Как было обидно за свою беспомощность! Таня, глядя на улицу, кусала губы. По ее лицу текли слезы.
Вечером, когда я хотел было собраться в путь-дорогу и думал над тем, каким образом транспортировать старшину, на улице хутора загрохотали фашистские танки. Один из танков, проломив каменный забор, въехал в наш двор. Через несколько минут в хату ввалился экипаж и, наподобие утреннего «оруженосца», стал хозяйничать. Правда, танкисты не спрашивали и не искали продуктов, у них свои были. Все же заставили вскипятить чай. На меня поглядывали с подозрительностью.
Пора было ложиться спать. У меня уже глаза не глядели, хоть подпорки в них ставь. Татьяна разобрала постель и медленно стала стягивать с себя платье. Легла, забилась к стенке. Рядом с Татьяной легла Галинка. Мне остался край кровати. Я быстро разделся и лег, незаметно сунув под подушку пистолет.
Танкисты согнали и бабку с печи. Они опасались и ее. Старуха устроилась в нашей комнате на сундуке. Танкисты плотно прикрыли дверь и чем-то ее подперли.
Перед рассветом танкистов подняли по тревоге. Где-то далеко гремел бой.
С утра я опять сапожничал: приколачивал подметки к Татьяниным башмакам. Таню попросил сходить в разведку. Она ушла с дочкой. Вскоре в хату явился человек, очень похожий на знакомого верзилу. Но сейчас телогрейка и ватные брюки на нем не были замызганными и грязными, как вчерашним рассветным утром. И что совсем поразительно: не было черной бороды.

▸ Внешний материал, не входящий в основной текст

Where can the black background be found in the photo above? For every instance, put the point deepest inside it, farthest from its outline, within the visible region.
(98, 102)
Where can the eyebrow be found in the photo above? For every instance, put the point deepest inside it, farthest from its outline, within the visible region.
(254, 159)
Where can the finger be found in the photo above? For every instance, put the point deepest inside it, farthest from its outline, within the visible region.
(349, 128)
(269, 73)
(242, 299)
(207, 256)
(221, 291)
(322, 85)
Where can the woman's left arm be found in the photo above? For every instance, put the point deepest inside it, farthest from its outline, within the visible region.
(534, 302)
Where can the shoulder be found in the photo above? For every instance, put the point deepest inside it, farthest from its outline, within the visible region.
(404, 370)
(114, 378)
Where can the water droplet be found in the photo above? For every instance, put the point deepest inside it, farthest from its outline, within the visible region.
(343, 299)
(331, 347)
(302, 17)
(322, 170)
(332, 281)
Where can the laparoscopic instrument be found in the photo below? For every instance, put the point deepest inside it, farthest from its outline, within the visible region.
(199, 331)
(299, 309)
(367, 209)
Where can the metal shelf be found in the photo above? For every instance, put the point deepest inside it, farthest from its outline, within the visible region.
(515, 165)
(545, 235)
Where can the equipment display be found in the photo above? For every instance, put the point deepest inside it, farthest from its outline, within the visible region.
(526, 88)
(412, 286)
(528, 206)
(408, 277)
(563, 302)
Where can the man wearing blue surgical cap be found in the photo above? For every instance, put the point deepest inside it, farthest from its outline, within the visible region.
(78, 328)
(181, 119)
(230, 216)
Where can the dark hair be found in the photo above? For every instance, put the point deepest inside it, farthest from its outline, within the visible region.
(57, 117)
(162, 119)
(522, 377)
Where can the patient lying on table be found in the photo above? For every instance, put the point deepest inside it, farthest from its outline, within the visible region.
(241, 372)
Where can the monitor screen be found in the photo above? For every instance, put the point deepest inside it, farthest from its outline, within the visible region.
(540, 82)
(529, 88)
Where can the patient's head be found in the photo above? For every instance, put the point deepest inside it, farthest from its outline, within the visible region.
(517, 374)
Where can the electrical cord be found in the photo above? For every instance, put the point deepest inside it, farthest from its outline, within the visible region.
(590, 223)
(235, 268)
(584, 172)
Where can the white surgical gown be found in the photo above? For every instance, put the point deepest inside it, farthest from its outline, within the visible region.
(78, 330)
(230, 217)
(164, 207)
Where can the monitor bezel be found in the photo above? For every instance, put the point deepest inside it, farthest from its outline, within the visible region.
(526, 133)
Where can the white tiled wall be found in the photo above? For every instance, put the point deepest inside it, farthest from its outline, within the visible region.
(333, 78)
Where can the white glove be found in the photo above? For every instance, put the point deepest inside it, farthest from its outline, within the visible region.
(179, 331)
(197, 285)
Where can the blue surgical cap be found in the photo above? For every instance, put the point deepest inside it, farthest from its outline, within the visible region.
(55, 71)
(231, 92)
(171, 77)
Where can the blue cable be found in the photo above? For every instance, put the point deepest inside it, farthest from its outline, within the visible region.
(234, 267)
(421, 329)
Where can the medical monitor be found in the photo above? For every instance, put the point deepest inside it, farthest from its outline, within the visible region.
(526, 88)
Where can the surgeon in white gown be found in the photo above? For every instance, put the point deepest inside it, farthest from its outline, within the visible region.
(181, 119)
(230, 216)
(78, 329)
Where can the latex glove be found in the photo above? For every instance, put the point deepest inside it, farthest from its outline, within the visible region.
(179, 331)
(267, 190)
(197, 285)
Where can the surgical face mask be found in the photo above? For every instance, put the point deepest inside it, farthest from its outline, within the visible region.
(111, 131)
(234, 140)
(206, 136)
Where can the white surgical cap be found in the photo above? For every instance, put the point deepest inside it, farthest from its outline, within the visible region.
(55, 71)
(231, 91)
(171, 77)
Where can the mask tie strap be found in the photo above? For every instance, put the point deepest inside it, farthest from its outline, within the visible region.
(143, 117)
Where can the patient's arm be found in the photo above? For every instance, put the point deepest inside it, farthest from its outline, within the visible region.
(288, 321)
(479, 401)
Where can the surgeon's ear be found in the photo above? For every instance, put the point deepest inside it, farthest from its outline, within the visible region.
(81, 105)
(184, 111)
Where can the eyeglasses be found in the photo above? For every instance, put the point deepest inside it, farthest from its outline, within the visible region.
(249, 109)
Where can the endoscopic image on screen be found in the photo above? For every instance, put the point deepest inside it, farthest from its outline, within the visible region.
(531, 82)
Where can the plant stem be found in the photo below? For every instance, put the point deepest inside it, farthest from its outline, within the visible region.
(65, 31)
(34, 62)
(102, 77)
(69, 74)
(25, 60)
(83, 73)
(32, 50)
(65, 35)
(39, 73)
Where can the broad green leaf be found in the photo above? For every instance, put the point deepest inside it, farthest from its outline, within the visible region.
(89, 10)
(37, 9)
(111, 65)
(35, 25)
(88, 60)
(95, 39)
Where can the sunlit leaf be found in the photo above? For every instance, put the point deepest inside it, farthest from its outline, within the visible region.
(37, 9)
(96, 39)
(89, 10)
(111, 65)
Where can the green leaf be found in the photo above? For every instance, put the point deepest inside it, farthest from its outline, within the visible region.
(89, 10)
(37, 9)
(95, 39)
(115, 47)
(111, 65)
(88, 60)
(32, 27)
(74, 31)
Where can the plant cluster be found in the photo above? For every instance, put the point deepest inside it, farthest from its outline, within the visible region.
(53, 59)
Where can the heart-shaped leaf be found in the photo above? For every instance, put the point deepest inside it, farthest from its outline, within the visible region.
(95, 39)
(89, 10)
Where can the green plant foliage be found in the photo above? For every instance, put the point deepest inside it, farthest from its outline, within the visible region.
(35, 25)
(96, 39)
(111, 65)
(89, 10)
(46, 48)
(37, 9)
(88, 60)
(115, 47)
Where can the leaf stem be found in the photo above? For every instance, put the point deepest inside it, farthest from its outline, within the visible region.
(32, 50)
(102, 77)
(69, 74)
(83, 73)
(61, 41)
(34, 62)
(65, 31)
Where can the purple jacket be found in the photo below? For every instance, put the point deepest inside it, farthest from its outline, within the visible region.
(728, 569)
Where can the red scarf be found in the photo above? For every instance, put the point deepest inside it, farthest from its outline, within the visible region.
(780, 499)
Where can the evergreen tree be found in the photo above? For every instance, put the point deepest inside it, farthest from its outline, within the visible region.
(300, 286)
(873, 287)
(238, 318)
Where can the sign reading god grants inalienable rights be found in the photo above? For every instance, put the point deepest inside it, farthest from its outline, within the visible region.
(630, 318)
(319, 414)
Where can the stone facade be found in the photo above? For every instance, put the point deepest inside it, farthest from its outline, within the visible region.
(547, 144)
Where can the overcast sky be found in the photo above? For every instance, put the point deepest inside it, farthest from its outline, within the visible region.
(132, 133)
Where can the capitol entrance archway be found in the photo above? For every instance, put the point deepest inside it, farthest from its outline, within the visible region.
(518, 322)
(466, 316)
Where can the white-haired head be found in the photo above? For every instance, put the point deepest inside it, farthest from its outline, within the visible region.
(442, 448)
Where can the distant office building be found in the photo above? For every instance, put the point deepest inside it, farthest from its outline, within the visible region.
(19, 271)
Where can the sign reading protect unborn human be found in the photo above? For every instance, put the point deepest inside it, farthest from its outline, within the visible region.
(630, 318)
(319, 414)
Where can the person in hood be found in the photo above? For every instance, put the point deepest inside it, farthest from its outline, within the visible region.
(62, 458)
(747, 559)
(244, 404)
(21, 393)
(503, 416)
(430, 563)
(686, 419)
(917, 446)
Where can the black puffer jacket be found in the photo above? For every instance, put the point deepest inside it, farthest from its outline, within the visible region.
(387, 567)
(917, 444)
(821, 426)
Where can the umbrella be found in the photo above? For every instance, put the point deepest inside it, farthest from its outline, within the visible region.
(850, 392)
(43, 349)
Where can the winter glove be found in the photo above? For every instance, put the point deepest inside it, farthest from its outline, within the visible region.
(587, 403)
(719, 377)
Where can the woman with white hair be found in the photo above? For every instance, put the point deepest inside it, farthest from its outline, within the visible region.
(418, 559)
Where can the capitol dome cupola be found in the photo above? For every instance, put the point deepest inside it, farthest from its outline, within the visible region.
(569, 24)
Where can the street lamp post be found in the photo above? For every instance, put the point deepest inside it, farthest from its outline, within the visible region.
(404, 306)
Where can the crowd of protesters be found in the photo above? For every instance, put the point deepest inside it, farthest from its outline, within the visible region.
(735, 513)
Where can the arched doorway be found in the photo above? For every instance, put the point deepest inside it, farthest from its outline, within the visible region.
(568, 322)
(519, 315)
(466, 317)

«Верзила» поздоровался, не спеша набил трубку, поглядел на мою сапожную работу и с плохо скрываемой ехидцей спросил:
— Не в примаки записался?
— А вам-то что?
— В такое время, — верзила кивнул на башмак, на мои руки, — неплохо и этим заняться. — В голосе его звучала издевка.
— В чем дело, гражданин, пан или господин? — Меня разбирало зло. — Я дома. И никому до меня нет никакого дела.
— Ой ли? — Гражданин, пан или господин усмехнулся. А потом поднялся и тем резким и жестким голосом, каким ссаживал нас с повозки, проговорил: — Ну вот что, хватит играть в прятки. Пора в свою часть подаваться. Отстанешь — в дезертиры запишут.